Figure 3: Effectiveness Factor window with a constant factor of 0.4 entered.
After analyzing the data, the resulting beta of 2.3829 is clearly greater than 1 and therefore violates the beta = 1 assumption, as shown next. (The assumption is shown on the Beta (hyp) line and assumed value is shown in red to indicate the the assumption is invalid. The calculated beta is shown on the Beta line.)

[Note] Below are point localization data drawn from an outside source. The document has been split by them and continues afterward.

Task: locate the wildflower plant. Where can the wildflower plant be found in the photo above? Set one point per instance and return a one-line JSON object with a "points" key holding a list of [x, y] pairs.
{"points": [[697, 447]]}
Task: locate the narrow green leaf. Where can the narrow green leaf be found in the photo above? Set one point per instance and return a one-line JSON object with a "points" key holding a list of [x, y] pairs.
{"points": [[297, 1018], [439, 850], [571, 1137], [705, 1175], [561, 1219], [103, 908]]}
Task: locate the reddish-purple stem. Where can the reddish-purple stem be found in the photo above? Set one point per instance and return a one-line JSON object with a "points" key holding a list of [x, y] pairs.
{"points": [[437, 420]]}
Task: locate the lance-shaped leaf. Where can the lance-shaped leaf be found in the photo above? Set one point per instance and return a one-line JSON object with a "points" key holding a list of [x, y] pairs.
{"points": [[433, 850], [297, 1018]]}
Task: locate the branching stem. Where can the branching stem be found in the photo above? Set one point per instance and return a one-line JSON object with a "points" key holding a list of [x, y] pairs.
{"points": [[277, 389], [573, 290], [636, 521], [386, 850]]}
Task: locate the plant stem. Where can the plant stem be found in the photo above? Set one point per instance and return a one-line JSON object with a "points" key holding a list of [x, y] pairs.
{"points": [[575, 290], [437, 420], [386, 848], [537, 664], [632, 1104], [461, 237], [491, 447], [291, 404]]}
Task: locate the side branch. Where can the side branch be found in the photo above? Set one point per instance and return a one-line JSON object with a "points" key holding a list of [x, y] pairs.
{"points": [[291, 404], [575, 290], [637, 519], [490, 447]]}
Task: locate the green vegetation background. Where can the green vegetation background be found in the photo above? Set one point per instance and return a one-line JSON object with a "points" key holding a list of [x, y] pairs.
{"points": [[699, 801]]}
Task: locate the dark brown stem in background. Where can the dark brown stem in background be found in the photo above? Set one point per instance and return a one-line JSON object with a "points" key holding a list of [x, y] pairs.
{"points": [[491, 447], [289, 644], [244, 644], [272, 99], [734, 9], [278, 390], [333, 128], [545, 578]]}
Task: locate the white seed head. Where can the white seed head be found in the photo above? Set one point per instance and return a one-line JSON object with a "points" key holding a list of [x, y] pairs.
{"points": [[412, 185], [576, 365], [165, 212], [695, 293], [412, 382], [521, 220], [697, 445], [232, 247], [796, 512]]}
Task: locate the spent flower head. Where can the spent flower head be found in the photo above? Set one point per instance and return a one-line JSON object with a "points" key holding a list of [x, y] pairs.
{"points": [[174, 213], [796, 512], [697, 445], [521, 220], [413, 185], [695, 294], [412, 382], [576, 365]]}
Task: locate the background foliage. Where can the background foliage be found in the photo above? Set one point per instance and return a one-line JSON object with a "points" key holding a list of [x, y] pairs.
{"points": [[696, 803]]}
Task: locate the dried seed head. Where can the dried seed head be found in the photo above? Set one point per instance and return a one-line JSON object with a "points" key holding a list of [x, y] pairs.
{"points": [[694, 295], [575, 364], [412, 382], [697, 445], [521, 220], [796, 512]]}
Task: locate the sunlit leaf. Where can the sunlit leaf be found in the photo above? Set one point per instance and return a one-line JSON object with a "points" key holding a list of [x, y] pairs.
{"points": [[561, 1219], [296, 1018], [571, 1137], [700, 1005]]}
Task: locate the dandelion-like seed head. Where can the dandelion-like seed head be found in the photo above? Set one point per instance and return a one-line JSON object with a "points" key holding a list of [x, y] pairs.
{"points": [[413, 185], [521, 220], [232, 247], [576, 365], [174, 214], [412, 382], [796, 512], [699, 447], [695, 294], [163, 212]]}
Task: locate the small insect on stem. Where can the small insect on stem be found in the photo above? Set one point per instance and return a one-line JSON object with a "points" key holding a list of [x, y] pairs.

However, the confidence bounds on beta also must be checked to see if they include 1. This can be done with the Quick Parameter Estimator, as shown next. The results show that the 90% lower one-sided confidence bound is still higher than 1. Therefore, the assumption associated with the Crow Extended model is not valid, and the model cannot be applied if the data set is entered as Fielded Repairable data.
Figure 4: QCP showing that the bounds on beta do not include 1.
However, this assumption may not be violated if the data set is considered from a fleet perspective. To this end, the data set is automatically transferred to a new data sheet in the folio configured for the Repairable Fleet data type.
When the analysis is performed from a fleet perspective, a constant interval of 8,000 hours is chosen for grouping the data. This provides a sufficient number of groups (11) for the analysis. This analysis yields a Beta value of 1.0937, as shown next. The result of the Chi-Sqgoodness-of-fit test also shows a favorable result.

Using the QCP to calculate the parameter bounds as described above, we find that the lower confidence bound on beta is 0.8302, which includes 1. Given this, we can accept the hypothesis that beta = 1. Therefore, the analysis can proceed with the application of the Crow Extended model.
Figure 5: QCP showing that the bounds on beta do include 1.
The resulting Growth Potential MTBF plot is shown next.
Figure 6: Growth Potential MTBF plot showing the demonstrated (blue line) and projected (red point) MTBFs.
The demonstrated MTBF for the fleet is about 2,631 hours. Therefore, based on the current configuration of the system in the fleet, a failure within the fleet is expected to occur once for every 2,630 hours of fleet operation. Given the proposed corrective actions, the fleet MTBF is expected to jump to about 3,387 hours. This jump in the fleet’s MTBF, a 29% improvement over the demonstrated MTBF, is the projected improvement based on the 12 proposed corrective actions.